Runtime Verification, another auditor, did not have CorkHook in their scope but presciently noted in their report:
“An interesting follow-up engagement would be to prove the invariants for the CorkHook functions that are being invoked by different components verified within the scope of this engagement, as well as the functions of other contracts, such as CorkHook, Liquidator and HedgeUnit.”
This observation now seems particularly prophetic, as it was precisely the CorkHook’s interaction with other components that enabled the exploit.
The complexity of modern DeFi protocols, especially those integrating with complex systems like Uniswap V4, presents unique challenges for security reviews. In such cases we recommend that rather than splitting a project into small pieces and auditing components individually, to instead utilize highly expert providers on the entire codebase. The Cork team’s commitment to security through multiple audits makes this exploit particularly heartbreaking, and highlights how even well-intentioned security efforts can fall short in the face of increasingly sophisticated attack vectors.

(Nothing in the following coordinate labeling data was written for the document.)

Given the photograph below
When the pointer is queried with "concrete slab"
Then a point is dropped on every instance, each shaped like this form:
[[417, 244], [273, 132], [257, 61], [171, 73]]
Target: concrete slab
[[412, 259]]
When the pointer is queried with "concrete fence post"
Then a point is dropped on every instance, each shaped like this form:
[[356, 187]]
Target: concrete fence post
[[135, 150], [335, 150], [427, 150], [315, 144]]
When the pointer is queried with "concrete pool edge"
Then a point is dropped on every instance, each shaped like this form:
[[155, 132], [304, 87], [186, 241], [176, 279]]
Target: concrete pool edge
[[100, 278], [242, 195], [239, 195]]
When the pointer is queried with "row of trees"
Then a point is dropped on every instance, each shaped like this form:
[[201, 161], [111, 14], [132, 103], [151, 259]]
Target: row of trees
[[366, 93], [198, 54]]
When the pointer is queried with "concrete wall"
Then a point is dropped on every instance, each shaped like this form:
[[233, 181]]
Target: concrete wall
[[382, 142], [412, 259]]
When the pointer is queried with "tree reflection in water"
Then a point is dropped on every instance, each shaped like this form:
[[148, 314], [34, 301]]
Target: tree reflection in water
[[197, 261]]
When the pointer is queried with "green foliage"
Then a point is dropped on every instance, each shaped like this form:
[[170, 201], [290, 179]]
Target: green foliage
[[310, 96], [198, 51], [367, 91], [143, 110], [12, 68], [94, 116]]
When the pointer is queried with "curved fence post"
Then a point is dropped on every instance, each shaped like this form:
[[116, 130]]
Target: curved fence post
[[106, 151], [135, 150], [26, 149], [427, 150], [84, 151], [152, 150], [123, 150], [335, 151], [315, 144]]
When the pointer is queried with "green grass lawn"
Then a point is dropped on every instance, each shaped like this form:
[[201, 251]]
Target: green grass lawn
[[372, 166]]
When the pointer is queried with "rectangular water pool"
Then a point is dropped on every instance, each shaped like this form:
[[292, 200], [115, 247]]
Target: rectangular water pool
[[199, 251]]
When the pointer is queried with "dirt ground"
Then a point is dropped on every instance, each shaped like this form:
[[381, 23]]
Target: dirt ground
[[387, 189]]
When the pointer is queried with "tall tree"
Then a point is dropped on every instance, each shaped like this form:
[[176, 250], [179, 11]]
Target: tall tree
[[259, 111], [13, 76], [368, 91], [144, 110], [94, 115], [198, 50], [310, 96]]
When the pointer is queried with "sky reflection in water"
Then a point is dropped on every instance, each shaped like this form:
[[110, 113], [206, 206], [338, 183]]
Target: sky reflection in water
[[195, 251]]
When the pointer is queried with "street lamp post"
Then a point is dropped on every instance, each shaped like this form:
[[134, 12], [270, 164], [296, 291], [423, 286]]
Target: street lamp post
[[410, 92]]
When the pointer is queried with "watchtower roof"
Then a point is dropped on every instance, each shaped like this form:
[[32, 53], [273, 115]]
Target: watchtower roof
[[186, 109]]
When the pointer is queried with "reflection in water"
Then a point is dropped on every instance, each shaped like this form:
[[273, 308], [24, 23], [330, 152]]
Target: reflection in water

Recommendations for Hook Developers
- Inherit from BaseHook: Always use the provided base contracts that include security checks
- Implement Comprehensive Access Control: Every external function should validate its caller
- Validate All Inputs: Never trust external input, especially token addresses and amounts
- Conduct Thorough Audits: Hook contracts require specialized security reviews due to their unique attack surface
Finally, if you’re building on Uniswap v4, get your code audited by experts. Dedaub is Uniswap-whitelisted audit provider. This means that you can get your code audited by our team, with world-leading security experts in Uniswap and DeFi. The audit can also be paid for via a Uniswap Foundation grant.
Conclusion
The Cork Protocol hack demonstrates that Uniswap V4 hooks, while powerful, introduce new security considerations that developers must carefully address. The combination of missing access controls and insufficient token validation created a perfect storm for exploitation. As the DeFi ecosystem continues to evolve with more composable protocols, developers must prioritize security at every layer of their architecture.